In this post I describe a scenario in which a library author wants to use the Options pattern to configure their library, and enforce some default values / constraints. I describe the difficulties with trying to achieve this using the standard Configure<T>() method for strongly-typed options, and introduce the concept of "post" configuration actions such as PostConfigure<T>() and PostConfigureAll<T>().

tl;dr; If you need to ensure a configuration action for a strongly-typed settings instance runs after all other configuration actions, you can use the PostConfigure<T>() method. Actions registered using this method are executed in the order they are registered, but after all other Configure<T>() actions have been applied.

Using the Options pattern as a library author

The Options pattern is the standard way to add strongly-typed settings to ASP.NET Core applications, by binding POCO objects to a configuration object consisting of key-value pairs. If you're building a library designed for ASP.NET Core, using the Options pattern to configure your library is a standard approach to take.
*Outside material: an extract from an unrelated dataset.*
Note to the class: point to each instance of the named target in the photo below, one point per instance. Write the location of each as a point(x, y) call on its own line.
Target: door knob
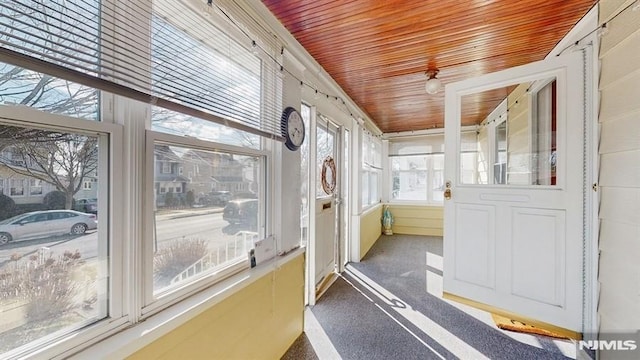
point(447, 194)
ASP.NET Core strongly-typed settings are configured for your application in Startup.ConfigureServices(), typically by calling services.Configure<MySettings>() to configure a strongly-typed settings object MySettings. You can use multiple configuration "steps" to configure a single MySettings instance, where each step corresponds to a Configure<MySettings>() invocation. The order that the Configure<MySettings>() calls are made controls the order in which configuration is "applied" to MySettings, and hence its final properties.

public void ConfigureServices(IServiceCollection services)
{
    services.Configure<MySettings>(Configuration.GetSection("MySettings")); 
    services.Configure<MySettings>(opts => opts.SomeValue = "Overriden"); // Overrides SomeValue property (which may have been set in the previous Configure call)
} 

As a library author, this can be both useful and a challenge. On the positive side, if you use the Options pattern then users of your library will have a familiar and extensible mechanism for configuring your library. On the other hand, you lose some control over when and how your library is configured.

An example library using options

Lets explore this a little. Imagine you have a service that sends WhatsApp messages to users. You have a hosted API service that users can register with, which you've also open sourced. Users can send requests to the hosted API service to send a message to a user via WhatsApp. Alternatively, as it's open source, users could also host their own instance of the API to send messages, instead of using your hosted service.

You've also created a simple .NET Standard library that users can use to call the API. At the heart of the library is the IWhatsAppService:

public interface IWhatsAppService
{
    Task<bool> SendMessage(string fromNumber, string toNumber, string message)
}

which is implemented as WhatsAppService (not shown). There are a number of configuration settings required, for which you've created a strongly-typed settings object, and provided default values:

public class WhatsAppSettings
{
    public string ApiUrl { get; set; } = Constants.DefaultUrl;
    public string ApiKey { get; set; }
    public string Region { get; set; } = Constants.DefaultRegion;
}

public class Constants
{
    public const string DefaultHostedUrl = "https://example.com/api/whatsapp";
    public const string DefaultHostedRegion = "eu-west1";
}

The details of this aren't really important, what's more important is that there is a specific rule you need to enforce: when the ApiUrl is set to Constants.DefaultHostedUrl, the Region must be set to DefaultHostedRegion.

By default, the WhatsAppSettings instance will have the correct values for the hosted service, but the user is free to update the values to point to another API if they wish. What we don't want to happen (and which we'll come to shortly) is for the user to change the Region, while still using the default ApiUrl.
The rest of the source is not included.